Guest Editorial -For Plateworld.com                                                 

 Don Baudrand, Don Baudrand Consulting,   e-mail:donwb@tscnet.com

 

CHROME REPLACEMENT

(and other plated metals and that are present a hazard)

 

The EPA's Final Report IIPB 85-115905, "Health Assessment Document For Chromium," documented that hexavalent chromium has been shown to cause mutations by causing problems with DNAl: "Therefore, long known as a material which can cause or contribute to dermatitis, breathing problems and cancer, is also a possible cause of birth defects."

It is not difficult to predict that the reduction or elimination of hexavalent chrome plating is in sight.

How can chrome plating be replaced? Several possible substitutes are now available with no doubt more to come as the pressure mounts to remove hexavalent chrome from plating shops.

Trivalent chrome is gaining popularity for decorative chrome plating, and may in the future be available for hard chrome applications.

Electroless nickel can offer application in many areas where hard chrome is now used. Electroless nickel can be hardened to give a good wear surface. It can be plated bright to produce a reflective surface.

Electroless nickel has already served to replace hard chrome in many applications. For example, plated drills and taps, rolls for printing, rolls and guides for moving materials such as in textile production, bearings and journals, and so on. The characteristics of electroless nickel deposits from certain nickel phosphorus and nickel boron solutions are
similar to hard chrome in wear, abrasion resistance, coefficient of surface friction, and electroless nickel is superior to chromium in corrosion resistance and protection in most environments.

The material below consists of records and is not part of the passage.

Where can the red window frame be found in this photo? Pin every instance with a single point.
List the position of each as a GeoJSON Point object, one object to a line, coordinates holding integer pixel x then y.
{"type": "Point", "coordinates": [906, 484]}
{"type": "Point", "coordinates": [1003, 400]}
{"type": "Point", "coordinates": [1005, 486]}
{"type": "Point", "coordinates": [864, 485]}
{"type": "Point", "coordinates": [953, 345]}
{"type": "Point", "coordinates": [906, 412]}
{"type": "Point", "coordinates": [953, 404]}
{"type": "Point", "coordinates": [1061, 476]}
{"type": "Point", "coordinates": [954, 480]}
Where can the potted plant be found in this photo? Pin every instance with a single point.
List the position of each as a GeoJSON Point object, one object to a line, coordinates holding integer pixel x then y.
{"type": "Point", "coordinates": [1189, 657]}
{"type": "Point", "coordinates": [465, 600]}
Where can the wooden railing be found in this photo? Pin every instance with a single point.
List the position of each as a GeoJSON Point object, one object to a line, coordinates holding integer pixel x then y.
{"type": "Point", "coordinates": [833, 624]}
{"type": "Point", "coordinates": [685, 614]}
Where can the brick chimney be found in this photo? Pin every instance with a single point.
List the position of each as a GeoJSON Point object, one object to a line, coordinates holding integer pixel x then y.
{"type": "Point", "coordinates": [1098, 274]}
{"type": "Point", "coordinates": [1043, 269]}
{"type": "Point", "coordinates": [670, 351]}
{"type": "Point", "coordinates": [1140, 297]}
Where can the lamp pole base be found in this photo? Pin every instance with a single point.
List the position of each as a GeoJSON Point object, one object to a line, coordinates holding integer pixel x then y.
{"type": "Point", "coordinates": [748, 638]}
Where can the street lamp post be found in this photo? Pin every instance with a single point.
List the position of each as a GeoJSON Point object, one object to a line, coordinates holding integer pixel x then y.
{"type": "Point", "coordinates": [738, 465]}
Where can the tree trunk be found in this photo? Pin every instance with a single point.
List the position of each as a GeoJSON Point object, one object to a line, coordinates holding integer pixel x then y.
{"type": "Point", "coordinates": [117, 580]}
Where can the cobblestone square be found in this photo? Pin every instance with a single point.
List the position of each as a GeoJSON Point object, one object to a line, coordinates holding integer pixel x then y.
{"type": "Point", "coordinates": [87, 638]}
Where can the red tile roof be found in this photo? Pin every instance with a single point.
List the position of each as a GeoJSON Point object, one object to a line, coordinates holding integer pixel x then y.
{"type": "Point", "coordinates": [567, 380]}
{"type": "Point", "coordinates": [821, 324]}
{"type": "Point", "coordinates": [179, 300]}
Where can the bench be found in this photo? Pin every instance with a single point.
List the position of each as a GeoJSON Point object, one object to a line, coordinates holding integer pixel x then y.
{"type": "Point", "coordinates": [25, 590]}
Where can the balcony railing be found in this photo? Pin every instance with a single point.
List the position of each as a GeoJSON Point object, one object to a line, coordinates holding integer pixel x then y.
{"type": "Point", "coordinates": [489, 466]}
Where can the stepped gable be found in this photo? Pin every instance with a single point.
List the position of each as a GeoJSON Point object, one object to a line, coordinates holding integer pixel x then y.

Also contending as chrome replacements are plasma spray and detonation spray processes. Many materials, including hard metals, stainless steel, and even ceramics, can be deposited this way. Ion implantation is another contender, along with laser surface modifications.

Cadmium plating is disappearing. The toxicity of cadmium and the difficulty in waste treating it to meet the new standards have caused people to try to find substitute materials. MIL-Std-186D "Protective Finishes for Army Missile Weapon Systems" states, "4.16 Cadmium Plating. Cadmium plating shall be restricted to essential applications only. Use zinc plating, tin plating or aluminum coating instead."

Tin plating is not likely to be satisfactory since it is not very protective. However, some tin-containing alloys may be suitable.

Zinc, zinc nickel, and aluminum by ion vapor deposition have been used to replace cadmium in some applications. New, better alloys are needed to completely fill the need. Boeing has a patented zinc-nickel process for license which claims equivalent or better corrosion protection to that of cadmium. Because of the low couple to aluminum, electroless nickel is used for some cadmium replacement.